Charlevoix Circuit Judge Richard Pajtas sentenced Lloyd Waltonen to up to four years in prison after he pleaded guilty to two felony counts of delivering a controlled substance. But Pajtas threw out the sexual assault charge against Waltonen, citing the cocktail waitress' testimony that she had willingly consented to the sex-for-drugs arrangement.
Charlevoix prosecuting attorney John Jarema said he decided to appeal after police discovered evidence that Waltonen may have struck drugs-for-sex deals with several other women.
Cox's office, which handled the appeal on the prosecutor's behalf, insisted that the waitress' consent was irrelevant. All that mattered, the attorney general argued in a brief demanding that the charge be reinstated, was that the pair had sex "under circumstances involving the commission of another felony" -- the delivery of the Oxycontin pills.
The Attorney General's Office got a whole lot more than it bargained for. The Court of Appeals agreed that the prosecutor in Waltonen's case needed only to prove that the Oxycontin delivery and the consensual sex were related. But Murphy and his colleagues went further, ruling that a first-degree CSC charge could be justified when consensual sex occurred in conjunction with any felony, not just a drug sale.
The judges said they recognized their ruling could have sweeping consequences, "considering the voluminous number of felonious acts that can be found in the penal code." Among the many crimes Michigan still recognizes as felonies, they noted pointedly, is adultery -- although the Prosecuting Attorneys Association of Michigan notes that no one has been convicted of that offense since 1971.
Some judges and lawyers suggested that the Court of Appeals' reference to prosecuting adulterers was a sly slap at Cox, noting that it was his office that pressed for the expansive definition of criminal sexual conduct the appellate judges so reluctantly embraced in their Nov. 7 ruling.
Murphy didn't return my calls Friday. But Chief Court of Appeals Judge William Whitbeck, who signed the opinion along with Murphy and Judge Michael Smolenski, said that Cox's confessed adultery never came up during their discussions of the case.

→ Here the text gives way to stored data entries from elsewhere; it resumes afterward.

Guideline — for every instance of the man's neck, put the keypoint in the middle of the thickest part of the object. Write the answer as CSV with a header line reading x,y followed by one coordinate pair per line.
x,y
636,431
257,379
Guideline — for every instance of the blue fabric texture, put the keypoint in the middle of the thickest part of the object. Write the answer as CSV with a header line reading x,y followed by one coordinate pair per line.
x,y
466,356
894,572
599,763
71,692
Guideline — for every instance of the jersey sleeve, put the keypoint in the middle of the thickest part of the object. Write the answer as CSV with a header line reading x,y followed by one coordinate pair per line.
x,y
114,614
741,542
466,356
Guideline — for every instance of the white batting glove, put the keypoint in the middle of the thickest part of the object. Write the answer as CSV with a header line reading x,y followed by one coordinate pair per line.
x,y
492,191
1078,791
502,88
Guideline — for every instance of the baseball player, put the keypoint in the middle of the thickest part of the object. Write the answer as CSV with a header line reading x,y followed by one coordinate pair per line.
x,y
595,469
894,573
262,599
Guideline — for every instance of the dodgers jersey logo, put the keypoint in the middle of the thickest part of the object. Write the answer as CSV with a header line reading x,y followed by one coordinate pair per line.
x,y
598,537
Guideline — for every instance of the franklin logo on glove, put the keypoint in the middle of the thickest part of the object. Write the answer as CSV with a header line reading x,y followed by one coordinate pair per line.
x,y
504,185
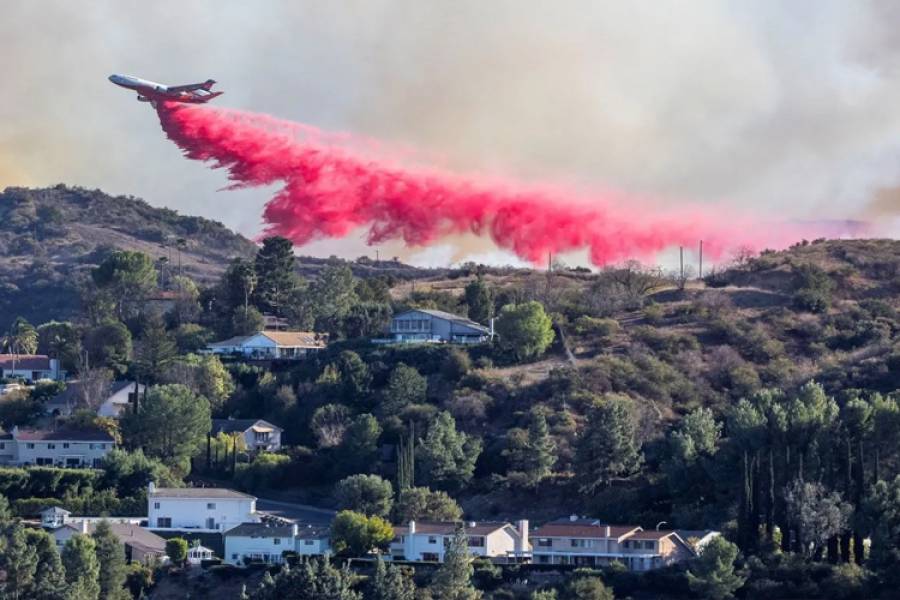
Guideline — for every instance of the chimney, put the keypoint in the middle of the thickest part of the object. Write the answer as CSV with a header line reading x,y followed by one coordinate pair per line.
x,y
522,545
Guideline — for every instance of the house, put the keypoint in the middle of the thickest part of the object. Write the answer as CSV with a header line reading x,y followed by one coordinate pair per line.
x,y
269,345
115,400
499,541
259,542
197,554
312,540
590,543
65,447
33,367
426,325
259,435
207,509
140,545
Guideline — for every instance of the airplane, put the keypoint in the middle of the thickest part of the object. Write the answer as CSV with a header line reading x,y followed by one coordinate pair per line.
x,y
150,91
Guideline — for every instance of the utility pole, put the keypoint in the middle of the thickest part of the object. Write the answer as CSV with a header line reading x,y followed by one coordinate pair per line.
x,y
700,270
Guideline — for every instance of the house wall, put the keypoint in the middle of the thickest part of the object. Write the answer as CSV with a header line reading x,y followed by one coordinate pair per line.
x,y
270,548
60,452
312,547
193,513
273,445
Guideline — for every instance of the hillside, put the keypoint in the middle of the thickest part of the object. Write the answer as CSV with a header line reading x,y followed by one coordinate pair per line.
x,y
50,238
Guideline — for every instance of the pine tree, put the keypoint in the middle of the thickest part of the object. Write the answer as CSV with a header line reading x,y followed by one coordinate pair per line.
x,y
50,578
391,583
79,557
609,447
18,560
453,579
111,556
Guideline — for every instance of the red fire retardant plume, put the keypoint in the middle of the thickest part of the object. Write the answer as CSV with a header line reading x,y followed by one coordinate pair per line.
x,y
331,189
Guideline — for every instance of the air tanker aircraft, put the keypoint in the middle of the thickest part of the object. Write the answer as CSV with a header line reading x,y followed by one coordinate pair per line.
x,y
149,91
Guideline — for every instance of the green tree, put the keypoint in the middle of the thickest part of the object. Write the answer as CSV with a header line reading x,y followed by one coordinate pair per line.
x,y
126,278
453,579
18,562
609,446
712,574
21,339
391,582
480,300
60,340
79,557
331,298
111,557
405,386
447,456
50,576
155,349
532,454
589,588
355,534
109,345
170,424
205,375
422,504
276,280
176,550
367,494
525,329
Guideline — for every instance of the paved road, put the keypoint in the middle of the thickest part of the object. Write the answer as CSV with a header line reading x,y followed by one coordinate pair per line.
x,y
302,513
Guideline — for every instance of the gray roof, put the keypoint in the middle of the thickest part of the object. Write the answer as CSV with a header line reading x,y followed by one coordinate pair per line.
x,y
200,493
440,314
260,530
239,425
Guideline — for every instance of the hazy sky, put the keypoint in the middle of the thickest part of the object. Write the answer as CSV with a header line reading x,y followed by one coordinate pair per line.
x,y
791,109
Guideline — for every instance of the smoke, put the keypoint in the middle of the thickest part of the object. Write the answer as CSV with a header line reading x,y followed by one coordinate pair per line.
x,y
332,185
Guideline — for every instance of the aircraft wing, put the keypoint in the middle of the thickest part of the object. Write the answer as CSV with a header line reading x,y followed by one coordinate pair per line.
x,y
206,85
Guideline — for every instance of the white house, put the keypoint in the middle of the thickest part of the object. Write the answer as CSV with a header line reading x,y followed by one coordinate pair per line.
x,y
312,540
63,447
498,541
259,435
116,399
426,325
267,345
33,367
259,542
207,509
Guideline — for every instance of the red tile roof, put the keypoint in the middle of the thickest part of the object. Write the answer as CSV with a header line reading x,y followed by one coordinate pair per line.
x,y
30,362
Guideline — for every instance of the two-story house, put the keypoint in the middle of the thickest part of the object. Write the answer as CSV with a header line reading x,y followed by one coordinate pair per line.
x,y
33,367
259,435
426,325
590,543
65,447
498,541
207,509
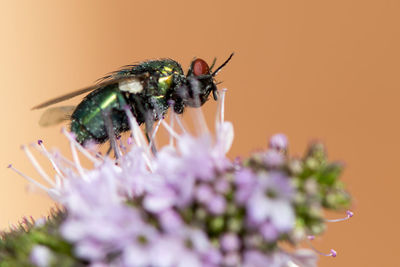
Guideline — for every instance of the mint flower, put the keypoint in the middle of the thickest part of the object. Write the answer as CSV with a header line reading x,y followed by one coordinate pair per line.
x,y
186,205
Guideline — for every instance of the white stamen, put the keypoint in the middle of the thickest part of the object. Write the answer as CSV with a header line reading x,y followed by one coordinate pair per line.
x,y
37,166
78,165
349,215
332,254
171,123
153,135
180,123
139,138
170,130
200,122
42,149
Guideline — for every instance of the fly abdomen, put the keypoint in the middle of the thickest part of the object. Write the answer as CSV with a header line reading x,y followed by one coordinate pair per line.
x,y
88,122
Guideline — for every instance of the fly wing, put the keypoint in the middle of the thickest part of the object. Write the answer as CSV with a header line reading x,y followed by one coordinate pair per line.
x,y
56,115
115,80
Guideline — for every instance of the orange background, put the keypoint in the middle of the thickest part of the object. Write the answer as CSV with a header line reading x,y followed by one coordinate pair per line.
x,y
311,69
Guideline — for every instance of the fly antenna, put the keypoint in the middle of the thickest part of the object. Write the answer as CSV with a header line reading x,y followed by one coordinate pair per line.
x,y
223,65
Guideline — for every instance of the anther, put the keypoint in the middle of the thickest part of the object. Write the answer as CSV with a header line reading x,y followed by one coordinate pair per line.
x,y
349,214
332,254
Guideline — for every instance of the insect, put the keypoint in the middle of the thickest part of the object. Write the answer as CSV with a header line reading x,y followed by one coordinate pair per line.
x,y
146,88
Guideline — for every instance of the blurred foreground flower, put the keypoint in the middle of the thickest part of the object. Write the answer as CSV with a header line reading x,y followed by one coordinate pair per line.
x,y
188,205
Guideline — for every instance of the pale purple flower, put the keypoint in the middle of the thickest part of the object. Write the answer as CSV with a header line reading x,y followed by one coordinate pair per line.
x,y
278,142
217,204
204,193
41,256
245,180
230,242
170,220
149,209
271,201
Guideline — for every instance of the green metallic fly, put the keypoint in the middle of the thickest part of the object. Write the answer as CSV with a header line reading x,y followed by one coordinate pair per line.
x,y
147,88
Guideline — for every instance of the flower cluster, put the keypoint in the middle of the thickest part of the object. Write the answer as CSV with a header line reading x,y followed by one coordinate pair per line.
x,y
188,204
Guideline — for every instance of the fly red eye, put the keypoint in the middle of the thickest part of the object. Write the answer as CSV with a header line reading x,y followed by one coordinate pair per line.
x,y
200,67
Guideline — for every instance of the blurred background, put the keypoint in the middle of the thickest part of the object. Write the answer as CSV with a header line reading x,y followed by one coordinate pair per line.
x,y
325,70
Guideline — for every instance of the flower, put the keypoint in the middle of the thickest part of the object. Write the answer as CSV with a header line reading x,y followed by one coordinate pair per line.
x,y
188,204
41,256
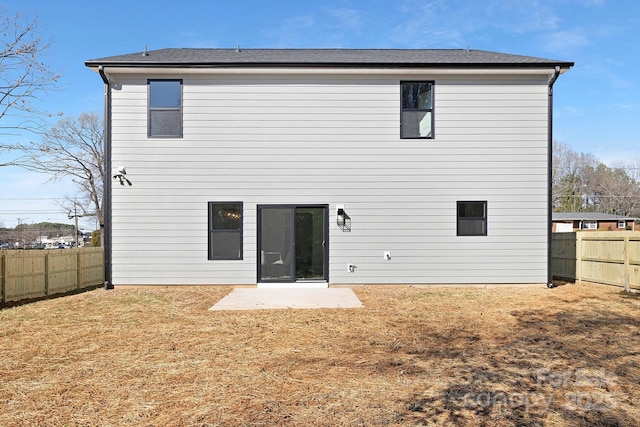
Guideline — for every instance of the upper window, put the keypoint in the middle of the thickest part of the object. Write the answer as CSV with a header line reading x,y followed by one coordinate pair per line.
x,y
225,230
416,118
165,108
472,218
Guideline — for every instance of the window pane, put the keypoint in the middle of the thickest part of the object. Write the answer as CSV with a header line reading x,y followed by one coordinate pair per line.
x,y
224,244
416,124
164,94
226,216
165,123
417,95
472,218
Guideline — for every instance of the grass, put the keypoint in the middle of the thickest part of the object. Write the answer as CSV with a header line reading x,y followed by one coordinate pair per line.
x,y
499,356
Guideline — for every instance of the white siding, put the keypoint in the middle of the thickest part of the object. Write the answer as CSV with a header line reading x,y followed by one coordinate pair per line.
x,y
335,140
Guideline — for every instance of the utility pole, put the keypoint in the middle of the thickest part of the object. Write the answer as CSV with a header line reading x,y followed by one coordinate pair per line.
x,y
75,215
20,225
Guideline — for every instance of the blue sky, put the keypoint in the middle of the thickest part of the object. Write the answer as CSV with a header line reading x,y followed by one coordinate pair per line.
x,y
596,103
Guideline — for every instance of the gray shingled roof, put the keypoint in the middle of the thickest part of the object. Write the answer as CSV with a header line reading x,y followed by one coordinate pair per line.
x,y
588,216
324,57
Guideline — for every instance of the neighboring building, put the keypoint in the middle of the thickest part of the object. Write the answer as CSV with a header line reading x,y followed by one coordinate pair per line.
x,y
574,221
308,167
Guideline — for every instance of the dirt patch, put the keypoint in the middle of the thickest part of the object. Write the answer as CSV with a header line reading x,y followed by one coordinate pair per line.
x,y
524,356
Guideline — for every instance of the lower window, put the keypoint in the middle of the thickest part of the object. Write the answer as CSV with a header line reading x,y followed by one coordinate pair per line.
x,y
225,230
472,219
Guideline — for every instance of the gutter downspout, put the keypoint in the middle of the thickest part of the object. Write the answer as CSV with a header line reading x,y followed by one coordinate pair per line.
x,y
106,197
553,79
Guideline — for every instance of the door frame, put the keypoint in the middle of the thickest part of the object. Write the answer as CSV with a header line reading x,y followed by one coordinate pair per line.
x,y
294,281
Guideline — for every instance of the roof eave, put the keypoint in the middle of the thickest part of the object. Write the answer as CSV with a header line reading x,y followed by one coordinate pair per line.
x,y
484,65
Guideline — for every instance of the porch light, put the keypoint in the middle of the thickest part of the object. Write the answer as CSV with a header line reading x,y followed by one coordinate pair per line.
x,y
343,220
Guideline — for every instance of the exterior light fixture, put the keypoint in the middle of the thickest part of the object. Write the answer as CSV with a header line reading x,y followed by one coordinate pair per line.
x,y
342,219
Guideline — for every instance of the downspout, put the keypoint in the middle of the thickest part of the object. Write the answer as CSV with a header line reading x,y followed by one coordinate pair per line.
x,y
106,198
553,79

"I never thought of it, and I'm confident that it was not something Judge Murphy or Judge Smolenski had in mind," Whitbeck told me Friday. But he chuckled uncomfortably when I asked if the hypothetical described in Murphy's opinion couldn't be cited as justification for bringing first-degree criminal sexual conduct charges against the attorney general.
"Well, yeah," he said.
Cox's spokesman, Rusty Hills, bristled at the suggestion that Cox or anyone else in his circumstances could face prosecution.
"To even ask about this borders on the nutty," Hills told me in a phone interview Saturday. "Nobody connects the attorney general with this -- N-O-B-O-D-Y -- and anybody who thinks otherwise is hallucinogenic."
Hills said Sunday that Cox did not want to comment.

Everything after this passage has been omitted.